Wells Fargo 'not expecting surprises' from AT&T in Q3

Source: Flickr user Mike Mozart

Wells Fargo Securities lowered its estimates for AT&T a tad, noting that the carrier continues to sacrifice some postpaid subscribers to protect its high-end user base in advance of the coming rollout of DirecTV Now.

Jennifer Fritzsche and her colleagues predicted AT&T will see $163.9 billion in revenue during fiscal year 2016, down from a previous estimate of $167.7 billion, and the firm lowered estimates for earnings per share for the year by one penny to $2.86. Third-quarter earnings per share were also lowered by one cent to 73 cents primarily due to “below the line changes” of interest expense and taxes.
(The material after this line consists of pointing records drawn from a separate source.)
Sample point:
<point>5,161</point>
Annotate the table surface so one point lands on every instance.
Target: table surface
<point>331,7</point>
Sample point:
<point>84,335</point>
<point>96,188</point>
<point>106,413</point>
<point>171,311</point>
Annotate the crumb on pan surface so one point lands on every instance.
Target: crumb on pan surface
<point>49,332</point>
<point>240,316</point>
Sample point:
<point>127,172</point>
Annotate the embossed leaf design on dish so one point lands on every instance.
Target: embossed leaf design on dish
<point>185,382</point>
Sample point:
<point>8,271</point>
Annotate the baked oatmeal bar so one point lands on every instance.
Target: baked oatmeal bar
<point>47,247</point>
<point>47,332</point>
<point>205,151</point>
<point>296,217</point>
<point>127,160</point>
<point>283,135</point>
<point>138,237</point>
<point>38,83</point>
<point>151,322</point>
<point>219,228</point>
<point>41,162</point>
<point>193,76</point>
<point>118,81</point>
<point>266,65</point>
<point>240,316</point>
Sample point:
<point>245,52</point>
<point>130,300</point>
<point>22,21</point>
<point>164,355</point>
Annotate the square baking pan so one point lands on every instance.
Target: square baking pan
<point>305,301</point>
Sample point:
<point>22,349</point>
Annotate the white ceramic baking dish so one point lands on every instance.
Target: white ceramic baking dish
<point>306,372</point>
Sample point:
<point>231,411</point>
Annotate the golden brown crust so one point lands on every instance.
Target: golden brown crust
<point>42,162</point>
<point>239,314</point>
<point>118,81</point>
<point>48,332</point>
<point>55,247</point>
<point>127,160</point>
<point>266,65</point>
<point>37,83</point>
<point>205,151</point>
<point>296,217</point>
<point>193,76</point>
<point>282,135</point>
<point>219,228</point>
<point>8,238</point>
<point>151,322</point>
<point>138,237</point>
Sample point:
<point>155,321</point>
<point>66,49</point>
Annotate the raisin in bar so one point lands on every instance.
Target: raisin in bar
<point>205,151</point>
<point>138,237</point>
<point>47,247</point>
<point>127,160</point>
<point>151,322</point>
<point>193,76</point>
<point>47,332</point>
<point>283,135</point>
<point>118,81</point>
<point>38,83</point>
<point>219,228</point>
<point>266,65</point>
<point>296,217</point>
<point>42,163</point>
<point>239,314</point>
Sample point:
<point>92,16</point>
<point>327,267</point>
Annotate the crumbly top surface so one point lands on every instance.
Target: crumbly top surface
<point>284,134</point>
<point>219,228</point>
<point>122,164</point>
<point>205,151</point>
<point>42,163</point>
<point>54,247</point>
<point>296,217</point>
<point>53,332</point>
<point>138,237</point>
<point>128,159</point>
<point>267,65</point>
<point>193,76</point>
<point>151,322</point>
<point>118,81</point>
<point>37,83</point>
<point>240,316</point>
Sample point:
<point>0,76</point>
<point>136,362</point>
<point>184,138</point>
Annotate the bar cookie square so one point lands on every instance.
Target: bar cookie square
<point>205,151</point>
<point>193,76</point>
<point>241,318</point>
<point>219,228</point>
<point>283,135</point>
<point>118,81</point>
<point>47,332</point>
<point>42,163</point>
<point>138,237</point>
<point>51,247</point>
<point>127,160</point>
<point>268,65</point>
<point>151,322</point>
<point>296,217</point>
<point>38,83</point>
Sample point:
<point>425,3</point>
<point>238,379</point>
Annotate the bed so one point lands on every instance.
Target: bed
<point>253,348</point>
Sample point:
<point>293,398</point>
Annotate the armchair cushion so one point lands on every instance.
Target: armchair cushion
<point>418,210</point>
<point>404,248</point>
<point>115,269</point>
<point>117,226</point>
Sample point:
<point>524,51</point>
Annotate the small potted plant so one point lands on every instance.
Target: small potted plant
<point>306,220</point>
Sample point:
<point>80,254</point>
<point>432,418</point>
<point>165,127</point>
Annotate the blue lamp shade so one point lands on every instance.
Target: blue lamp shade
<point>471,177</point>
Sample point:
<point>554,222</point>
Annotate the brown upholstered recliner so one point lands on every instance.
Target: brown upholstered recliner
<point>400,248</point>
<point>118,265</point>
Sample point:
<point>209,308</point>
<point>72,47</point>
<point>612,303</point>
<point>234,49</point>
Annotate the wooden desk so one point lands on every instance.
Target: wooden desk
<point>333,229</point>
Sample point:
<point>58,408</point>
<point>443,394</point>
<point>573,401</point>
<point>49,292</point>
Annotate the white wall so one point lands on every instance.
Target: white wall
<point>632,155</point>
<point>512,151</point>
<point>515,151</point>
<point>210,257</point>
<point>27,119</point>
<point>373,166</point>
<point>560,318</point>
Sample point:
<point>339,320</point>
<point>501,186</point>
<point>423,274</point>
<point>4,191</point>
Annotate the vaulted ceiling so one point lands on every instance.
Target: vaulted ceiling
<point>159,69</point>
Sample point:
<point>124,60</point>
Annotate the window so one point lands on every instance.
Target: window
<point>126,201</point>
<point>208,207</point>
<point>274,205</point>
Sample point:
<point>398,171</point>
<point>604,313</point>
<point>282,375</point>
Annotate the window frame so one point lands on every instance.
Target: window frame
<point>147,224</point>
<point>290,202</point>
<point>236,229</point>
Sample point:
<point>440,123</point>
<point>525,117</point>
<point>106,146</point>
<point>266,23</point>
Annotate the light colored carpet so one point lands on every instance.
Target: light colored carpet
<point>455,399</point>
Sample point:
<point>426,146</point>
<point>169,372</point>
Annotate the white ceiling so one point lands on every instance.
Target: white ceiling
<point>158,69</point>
“Our checks show AT&T was in a protecting its base mode during the quarter and continued to be focused on retaining the high end postpay users and adding more profitable prepay subs,” Fritzsche wrote in a research note distributed to investors this morning. “As a result, we expect postpay phone losses to be -200K (vs. our prior estimate of -175K). We are increasing our prepay estimate from 225K to 300K.”
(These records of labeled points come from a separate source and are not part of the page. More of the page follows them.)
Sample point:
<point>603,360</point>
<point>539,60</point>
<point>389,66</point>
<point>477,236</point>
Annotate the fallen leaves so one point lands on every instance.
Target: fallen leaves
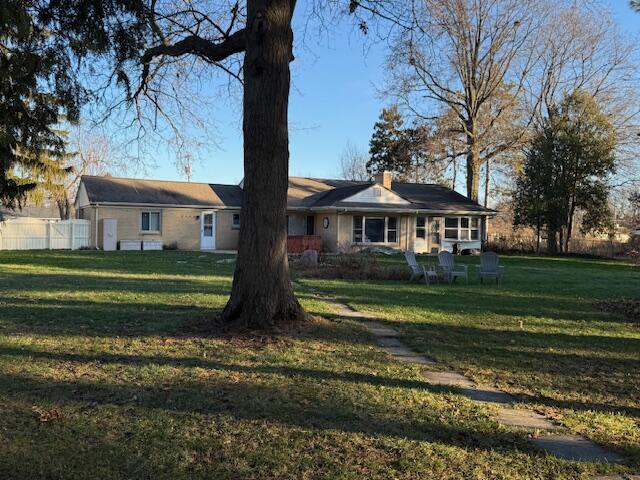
<point>45,416</point>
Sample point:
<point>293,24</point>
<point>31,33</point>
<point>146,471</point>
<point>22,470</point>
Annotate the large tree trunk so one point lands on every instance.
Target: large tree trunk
<point>262,295</point>
<point>473,169</point>
<point>552,241</point>
<point>487,181</point>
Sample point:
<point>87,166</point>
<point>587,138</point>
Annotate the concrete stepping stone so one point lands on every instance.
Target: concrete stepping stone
<point>488,395</point>
<point>400,350</point>
<point>345,311</point>
<point>514,417</point>
<point>384,332</point>
<point>576,448</point>
<point>372,324</point>
<point>391,342</point>
<point>617,477</point>
<point>451,379</point>
<point>419,359</point>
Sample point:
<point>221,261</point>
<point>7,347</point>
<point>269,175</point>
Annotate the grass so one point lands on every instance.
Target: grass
<point>105,372</point>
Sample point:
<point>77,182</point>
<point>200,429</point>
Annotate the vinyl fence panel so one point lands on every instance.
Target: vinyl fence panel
<point>43,234</point>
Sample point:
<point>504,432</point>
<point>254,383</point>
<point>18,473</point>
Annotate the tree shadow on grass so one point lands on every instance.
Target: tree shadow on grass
<point>264,402</point>
<point>291,372</point>
<point>164,262</point>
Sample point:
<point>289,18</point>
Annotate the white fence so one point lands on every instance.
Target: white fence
<point>43,234</point>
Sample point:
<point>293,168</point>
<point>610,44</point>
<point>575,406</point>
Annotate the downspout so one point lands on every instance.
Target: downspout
<point>96,227</point>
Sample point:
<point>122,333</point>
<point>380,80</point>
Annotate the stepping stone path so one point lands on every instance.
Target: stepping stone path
<point>488,395</point>
<point>514,417</point>
<point>574,447</point>
<point>450,379</point>
<point>568,447</point>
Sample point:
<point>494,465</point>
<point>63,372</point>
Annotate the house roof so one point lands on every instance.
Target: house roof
<point>159,192</point>
<point>303,193</point>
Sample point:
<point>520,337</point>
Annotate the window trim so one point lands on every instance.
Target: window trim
<point>151,232</point>
<point>362,230</point>
<point>459,229</point>
<point>422,228</point>
<point>234,225</point>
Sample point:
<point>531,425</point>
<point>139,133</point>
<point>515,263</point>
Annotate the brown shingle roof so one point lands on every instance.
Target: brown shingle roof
<point>302,193</point>
<point>159,192</point>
Wells Fargo also predicted AT&T will post wireless revenue of $18.2 billion, with service revenue coming in at roughly $15 billion and equipment revenue coming in at $3.2 billion. The carrier will see an upgrade rate of only 5 percent during the quarter, Fritzsche wrote, although the recent release of the iPhone 7 should lift that figure in the fourth quarter.

AT&T lost 180,000 net postpaid phone users in the second quarter, marking the seventh consecutive quarterly loss in that market. The figure was actually an improvement, though, as the operator lost 276,000 such users during the year-prior period and 363,000 in the first quarter of 2016. The company reported an overall profit of $3.41 billion, however, up from $3.08 billion during the prior year.
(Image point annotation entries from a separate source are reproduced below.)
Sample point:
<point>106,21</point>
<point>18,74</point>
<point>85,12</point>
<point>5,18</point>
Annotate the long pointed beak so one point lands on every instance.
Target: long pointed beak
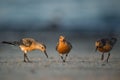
<point>46,54</point>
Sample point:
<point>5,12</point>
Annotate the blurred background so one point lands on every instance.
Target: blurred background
<point>70,15</point>
<point>81,21</point>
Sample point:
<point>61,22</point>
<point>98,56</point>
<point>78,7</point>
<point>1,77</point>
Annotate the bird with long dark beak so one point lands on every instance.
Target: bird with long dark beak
<point>105,45</point>
<point>26,45</point>
<point>63,47</point>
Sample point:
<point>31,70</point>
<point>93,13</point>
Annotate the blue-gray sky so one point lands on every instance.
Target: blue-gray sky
<point>68,14</point>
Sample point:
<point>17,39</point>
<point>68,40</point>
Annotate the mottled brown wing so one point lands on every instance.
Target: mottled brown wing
<point>26,42</point>
<point>69,44</point>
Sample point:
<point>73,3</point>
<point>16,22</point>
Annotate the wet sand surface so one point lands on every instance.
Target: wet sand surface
<point>83,63</point>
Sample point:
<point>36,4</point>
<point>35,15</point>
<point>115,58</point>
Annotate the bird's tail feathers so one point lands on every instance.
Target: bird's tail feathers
<point>15,43</point>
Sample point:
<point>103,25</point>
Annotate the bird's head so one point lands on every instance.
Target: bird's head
<point>62,38</point>
<point>42,48</point>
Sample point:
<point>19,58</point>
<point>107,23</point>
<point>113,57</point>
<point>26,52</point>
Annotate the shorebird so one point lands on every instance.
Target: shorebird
<point>105,45</point>
<point>26,45</point>
<point>63,47</point>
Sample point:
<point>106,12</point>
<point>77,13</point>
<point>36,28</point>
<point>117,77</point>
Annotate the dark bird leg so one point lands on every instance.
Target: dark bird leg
<point>65,57</point>
<point>108,56</point>
<point>102,57</point>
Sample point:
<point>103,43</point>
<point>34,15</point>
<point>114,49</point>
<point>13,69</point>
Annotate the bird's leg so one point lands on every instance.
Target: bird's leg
<point>65,57</point>
<point>24,58</point>
<point>108,56</point>
<point>102,57</point>
<point>27,58</point>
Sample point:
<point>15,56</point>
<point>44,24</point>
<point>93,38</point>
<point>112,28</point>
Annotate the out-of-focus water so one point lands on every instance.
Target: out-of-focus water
<point>82,63</point>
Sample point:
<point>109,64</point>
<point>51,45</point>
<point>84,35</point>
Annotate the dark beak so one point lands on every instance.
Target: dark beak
<point>46,54</point>
<point>96,49</point>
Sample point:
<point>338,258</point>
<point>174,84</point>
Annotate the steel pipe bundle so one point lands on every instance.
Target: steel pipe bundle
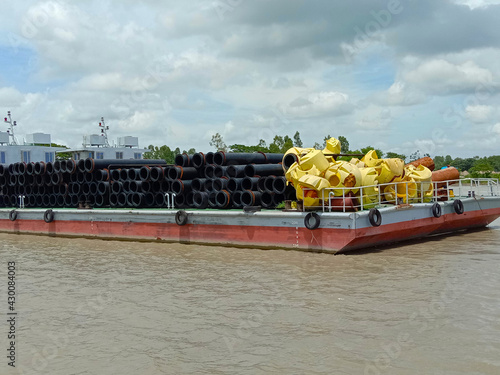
<point>218,180</point>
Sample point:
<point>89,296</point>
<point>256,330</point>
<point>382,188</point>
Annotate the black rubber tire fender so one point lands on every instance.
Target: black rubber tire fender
<point>458,206</point>
<point>13,215</point>
<point>48,216</point>
<point>375,217</point>
<point>312,220</point>
<point>181,217</point>
<point>436,210</point>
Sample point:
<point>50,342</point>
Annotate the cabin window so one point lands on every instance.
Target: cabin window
<point>26,156</point>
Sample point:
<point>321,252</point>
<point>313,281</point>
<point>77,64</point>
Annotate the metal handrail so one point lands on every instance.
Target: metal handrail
<point>412,194</point>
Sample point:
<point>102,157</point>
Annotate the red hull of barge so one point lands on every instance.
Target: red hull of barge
<point>323,239</point>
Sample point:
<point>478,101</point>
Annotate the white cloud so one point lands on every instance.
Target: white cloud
<point>374,118</point>
<point>320,104</point>
<point>442,77</point>
<point>479,114</point>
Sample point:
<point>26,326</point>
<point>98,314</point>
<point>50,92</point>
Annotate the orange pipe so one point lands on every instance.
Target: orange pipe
<point>450,173</point>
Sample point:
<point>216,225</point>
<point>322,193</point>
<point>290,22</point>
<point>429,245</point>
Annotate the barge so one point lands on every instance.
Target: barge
<point>331,228</point>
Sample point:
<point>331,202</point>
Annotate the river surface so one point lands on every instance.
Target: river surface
<point>109,307</point>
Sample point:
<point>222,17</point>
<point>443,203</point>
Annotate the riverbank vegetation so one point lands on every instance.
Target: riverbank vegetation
<point>476,166</point>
AT&T is expecting a particularly active quarter as competition heats up headed into the holiday season. The carrier plans to roll out DirecTV Now later this year, offering more than 100 channels at a “very aggressive price point,” CEO Randall Stephenson said recently.

Like its rival Verizon, AT&T is betting heavily that it can expand beyond its core wireless business to create a digital entertainment and advertising empire. The nation’s two largest carriers will be watching each other carefully to see what works and what doesn’t in the world of mobile media.

“Bottom line: We do not expect many surprises this quarter from AT&T,” Fritzsche wrote. “The real focus for us is on Q4 and early 2017 when we expect its integrated (wireless/OTT) approach to launch into primetime.”